On 10/28/2013 07:52 AM, Daniel P. Berrange wrote:
From: "Daniel P. Berrange" <berrange(a)redhat.com>
The following sequence
1. Define a persistent QMEU guest
s/QMEU/QEMU
2. Start the QEMU guest
3. Stop libvirtd
4. Kill the QEMU process
5. Start libvirtd
6. List persistent guets
s/guets/guests
At the last step, the previously running persistent guest
will be missing. This is because of a race condition in the
QEMU driver startup code.
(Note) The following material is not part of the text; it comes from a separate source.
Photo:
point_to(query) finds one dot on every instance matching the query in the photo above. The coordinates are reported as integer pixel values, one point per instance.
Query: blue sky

It does
1. Load all VM state files
2. Spawn thread to reconnect to each VM
3. Load all VM config files
Only at the end of step 3, does the 'virDomainObjPtr' get
marked as "persistent". There is therefore a window where
the thread reconnecting to the VM will remove the persistent
VM from the list.
The easy fix is to simply switch the order of steps 2 & 3.
Signed-off-by: Daniel P. Berrange <berrange(a)redhat.com>
---
src/qemu/qemu_driver.c | 3 +--
1 file changed, 1 insertion(+), 2 deletions(-)
The fix seems reasonable, although I immediately wondered why "at some
time" it was considered OK to reconnect before being persistent flag was
set for inactive guests. The condition/fault initially described
includes a host reboot in the processing. In that case (I would assume)
the restart of the guest would occur if autostart was set. The external
action of the kill()'ing of a guest outside of libvirtd's control
results in some unknown/unpredictable state for the guest. Is there
something in that initial load that could detect this condition better?
I tried following the steps without the patch, but on my host the guest
was listed after the restart - so yes a timing condition - but what
causes that timing condition.
Would setting the dom->persistent before the virObjectUnlock(dom) in
virDomainObjListLoadAllConfigs() change the results?
Beyond that keeping the virConnectOpen() and qemuProcessReconnectAll()
"together" after the loading of the inactive persistent configs seems to
keep code flow more normal. Whether that comes before or after the
Snapshot/ManagedSave load is I suppose just an "implementation detail".
Also, other drivers follow the load running, reconnect, and load
inactive/persistent configs. Should those have similar patches as well?
John
diff --git a/src/qemu/qemu_driver.c b/src/qemu/qemu_driver.c
index c613967..9c3daad 100644
--- a/src/qemu/qemu_driver.c
+++ b/src/qemu/qemu_driver.c
@@ -816,8 +816,6 @@ qemuStateInitialize(bool privileged,
conn = virConnectOpen(cfg->uri);
- qemuProcessReconnectAll(conn, qemu_driver);
-
/* Then inactive persistent configs */
if (virDomainObjListLoadAllConfigs(qemu_driver->domains,
cfg->configDir,
@@ -828,6 +826,7 @@ qemuStateInitialize(bool privileged,
NULL, NULL) < 0)
goto error;
+ qemuProcessReconnectAll(conn, qemu_driver);
virDomainObjListForEach(qemu_driver->domains,
qemuDomainSnapshotLoad,